Step 3: Create a Project in Cloud Pak for Data

Once the Database is ready, we will start using the database in our Cloud Pak for Data.

Create a Project in Cloud Pak for Data choose an Empty Project.

Once The Project is Created you will see the below page.

Step 4: Add Db2 connection to the project

Now that we have created a project, we will start adding components to our project. We will start by adding Db2 Connection to our project first.

Click on Add to Project and select Connection. If you have followed step 2 select Db2 from the list and add the credentials of your provisioned Db2 Instance. If you have a different database then you can select that and fill in the credentials.

After filling the credentials click on Test Connection to make sure you have entered correct credentials. Finally select Create.

NOTE: The Database Credentials will be provided by your Database administrator. If you have provisioned a Db2 instance on Cloud Pak for Data then you can follow the steps here to get the credentials.

Step 5: Add Data Refinery to the project and perform Data Engineering Operations

5.1 Add Data Refinery to the project

We will add Data Refinery Flow in the similar way.

Click on Add to Project and select Data Refinery Flow.

Under Assets click on Connections and then click on the connection that you created in step 4, click on the schema of your Database and select the table ORDERS and finally click on ADD.

You will now see the Data Refinery Dashboard.

5.2 Perform Data Engineering Operations

5.2.1 We will be performing the Join in this tutorial. Click on Operation on the top left and click on Join.

5.2.2 Select the Inner Join and add the second dataset from our db2 by clicking the button shown.

5.2.3 We will first join the ORDERS table with ORDERITEMS table from db2. Under Assets click on Connections and then click on the connection that you created in step 4, click on the schema of your Database and select the table ORDERITEMS and finally click on APPLY.

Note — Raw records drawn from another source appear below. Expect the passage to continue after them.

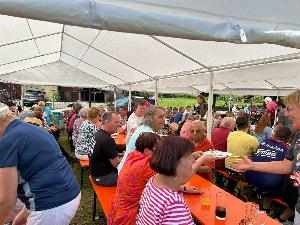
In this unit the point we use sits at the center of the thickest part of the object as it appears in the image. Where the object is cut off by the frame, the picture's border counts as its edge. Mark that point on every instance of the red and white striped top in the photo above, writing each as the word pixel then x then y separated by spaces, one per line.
pixel 162 206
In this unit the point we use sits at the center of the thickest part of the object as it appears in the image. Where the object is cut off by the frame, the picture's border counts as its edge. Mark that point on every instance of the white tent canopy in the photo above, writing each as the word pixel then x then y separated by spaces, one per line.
pixel 39 52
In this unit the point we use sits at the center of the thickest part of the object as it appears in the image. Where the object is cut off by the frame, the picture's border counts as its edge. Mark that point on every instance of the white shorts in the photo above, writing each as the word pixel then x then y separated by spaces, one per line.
pixel 61 215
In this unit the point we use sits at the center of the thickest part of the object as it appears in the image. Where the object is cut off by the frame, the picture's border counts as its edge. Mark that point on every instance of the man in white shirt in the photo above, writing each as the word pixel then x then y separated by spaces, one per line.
pixel 135 119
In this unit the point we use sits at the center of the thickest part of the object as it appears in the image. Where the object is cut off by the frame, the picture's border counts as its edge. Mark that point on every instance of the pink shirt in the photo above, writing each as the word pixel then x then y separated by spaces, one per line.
pixel 162 206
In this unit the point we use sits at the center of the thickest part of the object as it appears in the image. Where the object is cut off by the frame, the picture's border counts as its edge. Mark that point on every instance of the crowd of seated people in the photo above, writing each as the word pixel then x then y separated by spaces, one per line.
pixel 145 173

5.2.4 Select the JOIN KEYS for ORDERS and ORDERITEMS as order_id and click NEXT.

5.2.5 Click on APPLY to apply the Join Operation.

Repeat the steps 5.2.1 to step 5.2.5 to keep joining data to the original by product id and seller id.
Select the JOIN KEYS for ORDERS and PRODUCTS as product_id.

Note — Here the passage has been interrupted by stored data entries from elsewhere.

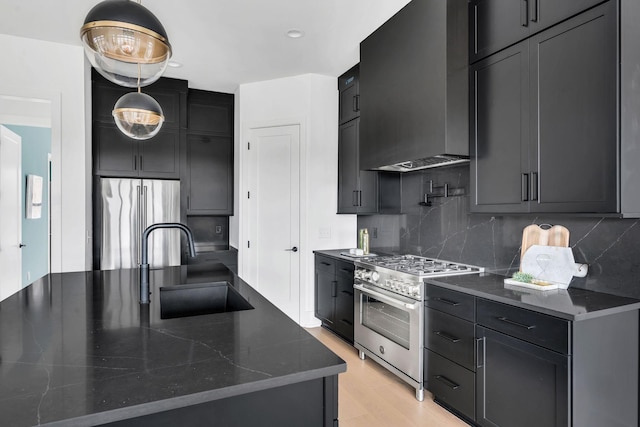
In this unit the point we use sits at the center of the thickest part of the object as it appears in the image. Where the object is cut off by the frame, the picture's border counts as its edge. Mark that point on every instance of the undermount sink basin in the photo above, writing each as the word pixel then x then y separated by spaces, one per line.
pixel 201 298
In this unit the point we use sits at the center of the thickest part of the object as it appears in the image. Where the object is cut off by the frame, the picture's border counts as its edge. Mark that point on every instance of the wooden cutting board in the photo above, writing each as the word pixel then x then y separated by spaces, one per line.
pixel 533 234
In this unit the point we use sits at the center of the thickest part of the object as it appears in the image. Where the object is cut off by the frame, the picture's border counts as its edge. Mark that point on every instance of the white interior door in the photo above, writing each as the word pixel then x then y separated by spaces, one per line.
pixel 274 215
pixel 10 212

Select the JOIN KEYS for ORDERS and SELLERS as seller_id.

Step 6: Save the Enhanced Dataset to a table in Db2 and Run the Job

Once the operations are performed its time to save the result in a table. By Default the resulting table will be saved as a .csv file in the project but we will change the output path to the Db2 database.

6.1 Save the Enhanced Dataset to a table in Db2

Click on the Edit button on the top right as shown.

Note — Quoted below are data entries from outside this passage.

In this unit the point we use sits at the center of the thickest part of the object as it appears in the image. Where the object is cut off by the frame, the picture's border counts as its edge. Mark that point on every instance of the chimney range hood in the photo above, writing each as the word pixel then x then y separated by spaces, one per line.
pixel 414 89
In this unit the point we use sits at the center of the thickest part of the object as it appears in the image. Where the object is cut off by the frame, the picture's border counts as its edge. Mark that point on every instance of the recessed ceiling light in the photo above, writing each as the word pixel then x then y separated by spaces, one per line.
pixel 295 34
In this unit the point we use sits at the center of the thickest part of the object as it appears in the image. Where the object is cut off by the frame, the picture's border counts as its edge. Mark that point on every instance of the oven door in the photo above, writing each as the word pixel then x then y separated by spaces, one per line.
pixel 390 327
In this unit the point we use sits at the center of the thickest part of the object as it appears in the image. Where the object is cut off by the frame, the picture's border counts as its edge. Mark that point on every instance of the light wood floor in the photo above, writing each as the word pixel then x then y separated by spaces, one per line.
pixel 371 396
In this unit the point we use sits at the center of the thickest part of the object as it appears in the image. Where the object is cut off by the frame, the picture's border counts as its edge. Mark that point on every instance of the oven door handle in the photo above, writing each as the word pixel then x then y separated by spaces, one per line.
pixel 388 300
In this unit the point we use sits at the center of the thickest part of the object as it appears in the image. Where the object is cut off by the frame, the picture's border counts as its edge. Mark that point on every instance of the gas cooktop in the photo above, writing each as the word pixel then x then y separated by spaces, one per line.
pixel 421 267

Then click on the Pencil button as shown.

Click on Change Location, under Assets click on Connections and then click on the connection that you created in step 4, click on the schema of your Database and finally click on SAVE LOCATION.

Name the Dataset DERIVEDDATA and click on done.

NOTE: Use Uppercase naming only, as Db2 stores in Uppercase.

6.2 Run the Data Refinery Job

Click on the Save and create a Job as shown.

Give a name to the Job and finally click on Create and Run.

The Job will start running and it will take approximately 4-5min to complete.

Once The Job Status becomes Completed, you can check your database to see a new table with a name four_tables_merged with the result.